Tren naik dan turunnya produksi padi sangat ditentukan oleh dua faktor yaitu luas panen dan produktifitas, dimana produksi merupakan hasil perkalian antara luas panen dengan produktifitas dalam suatu musim tanam atau periode tertentu. Petani di Kecamatan X pada umumnya adalah petani tanaman pangan khususnya tanaman padi sawah. Berdasarkan sensus pertanian diketahui produksi padi sawah di kecamatan tersebut masih rendah (7.871 ton) dengan luas lahan 1.537 Ha meskipun di daerah tersebut sudah ada kelompok tani. Berikut adalah luas lahan sawah dan rata-rata produksi padi di Kecamatan X:
** tabel sengaja tidak ditampilkan **
Kecamatan X terdiri dari 30 desa, dimana ada beberapa desa yang Luas Lahan padi sawah kurang dari 10 Ha dengan produksi rata-rata 2 ton/ha. Hal ini disebabkan karena beberapa desa tersebut menanam tanaman perkebunan dan juga karena beberapa desa ada yang irigasinya sudah tidak baik lagi sehingga petani terpaksa tidak menanam padi sawah.

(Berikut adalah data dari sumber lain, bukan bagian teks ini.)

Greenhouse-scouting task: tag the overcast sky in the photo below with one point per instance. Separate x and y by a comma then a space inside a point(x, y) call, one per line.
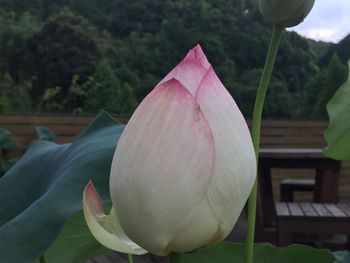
point(329, 20)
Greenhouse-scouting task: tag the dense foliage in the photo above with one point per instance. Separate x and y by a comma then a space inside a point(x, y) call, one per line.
point(84, 55)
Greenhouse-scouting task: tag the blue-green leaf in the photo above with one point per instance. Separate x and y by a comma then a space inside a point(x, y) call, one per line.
point(75, 242)
point(45, 187)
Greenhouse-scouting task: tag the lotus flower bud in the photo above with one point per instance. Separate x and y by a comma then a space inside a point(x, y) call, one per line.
point(286, 13)
point(182, 170)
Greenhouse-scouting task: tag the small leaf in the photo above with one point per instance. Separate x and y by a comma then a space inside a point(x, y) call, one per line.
point(75, 243)
point(45, 133)
point(337, 134)
point(263, 253)
point(106, 228)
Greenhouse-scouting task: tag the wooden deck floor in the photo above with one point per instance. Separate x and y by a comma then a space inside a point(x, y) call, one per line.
point(237, 235)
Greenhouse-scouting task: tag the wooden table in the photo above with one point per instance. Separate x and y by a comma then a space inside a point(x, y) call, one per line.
point(326, 180)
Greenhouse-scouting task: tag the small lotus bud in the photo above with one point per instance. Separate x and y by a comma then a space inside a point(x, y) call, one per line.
point(286, 13)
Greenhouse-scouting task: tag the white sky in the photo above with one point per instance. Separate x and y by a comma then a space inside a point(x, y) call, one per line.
point(329, 20)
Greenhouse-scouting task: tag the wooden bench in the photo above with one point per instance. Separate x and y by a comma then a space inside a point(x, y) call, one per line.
point(311, 218)
point(289, 186)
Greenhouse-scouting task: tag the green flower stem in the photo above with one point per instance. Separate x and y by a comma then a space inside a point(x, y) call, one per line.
point(42, 259)
point(256, 125)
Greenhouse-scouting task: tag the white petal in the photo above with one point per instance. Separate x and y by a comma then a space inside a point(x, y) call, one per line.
point(106, 229)
point(235, 166)
point(162, 167)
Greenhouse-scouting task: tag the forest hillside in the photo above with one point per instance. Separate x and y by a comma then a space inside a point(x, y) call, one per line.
point(81, 56)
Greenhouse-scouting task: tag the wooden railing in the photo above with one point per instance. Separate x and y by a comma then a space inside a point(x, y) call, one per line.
point(274, 134)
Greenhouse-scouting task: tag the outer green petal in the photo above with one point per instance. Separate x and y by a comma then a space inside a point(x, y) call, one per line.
point(106, 229)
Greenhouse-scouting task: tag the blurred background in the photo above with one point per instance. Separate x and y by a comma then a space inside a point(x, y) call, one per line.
point(80, 56)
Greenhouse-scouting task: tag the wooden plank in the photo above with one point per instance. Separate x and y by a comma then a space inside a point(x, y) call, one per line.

Sementara beberapa desa lainnya memiliki luas lahan 70 ha dengan produksi 5 ton/ha. Desa Y luas lahan 100 ha dengan produksi sekitar 6 ton/ha. Desa Z luas lahan 70 ha dengan produksi sekitar 4,5 ton/ha. Desa X luas lahan 70 ha dengan produksi sekitar 5 ton/ha. Berdasarkan hasil sensus tersebut peneliti terdorong untuk mengetahui sudah sejauh mana peranan kelompok tani dalam peningkatan ststus sosial ekonomi petani padi sawah khususnya di desa X Kecamatan X maka perlu diadakan penelitian secara ilmiah.
B. Identifikasi Masalah
Masalah yang perlu diteliti adalah 1) kegiatan yang dilakukan kelompok tani dalam peningkatan status sosial ekonomi petani, 2) perbedaan tingkat kosmopolitan, perbedaan tingkat adopsi teknologi padi sawah petani, 3) perbedaan produktifitas petani, perbedaan pendapatan petani, 4) perbedaan perubahan pola konsumsi petani sebelum dan sesudah menjadi anggota kelompok tani X selama 3 tahun terakhir, 5) kendala yang dihadapi petani dalam menjalankan usaha tani serta upaya-upaya yang dilakukan untuk mengatasi masalah diatas.
C. Tujuan Penelitian
Mengetahui 1) kegiatan yang dilakukan kelompok tani dalam peningkatan status sosial ekonomi petani, 2) menganalisis perbedaan tingkat kosmopolitan, tingkat adopsi teknologi padi sawah petani, produktifitas petani, pendapatan petani, serta perbedaan perubahan pola konsumsi petani sebelum dan sesudah menjadi anggota kelompok tani X, 3) mengetahui kendala yang dihadapi petani dalam menjalankan usaha tani serta upaya-upaya yang dilakukan dalam mengatasi kendala tersebut.
D. Kegunaan Penelitian
1) Sebagai bahan masukan bagi Badan Penyuluhan Pertanian (BPP) dalam membuat program penyuluhan pertanian untuk meningkatkan status sosial ekonomi petani.
2) Sebagai bahan referensi atau sumber informasi bagi pihak yang membutuhkan.
3) Sebagai bahan untuk membuat skripsi yang merupakan salah satu syarat untuk dapat menyelesaikan studi di Fakultas Pertanian Universitas X.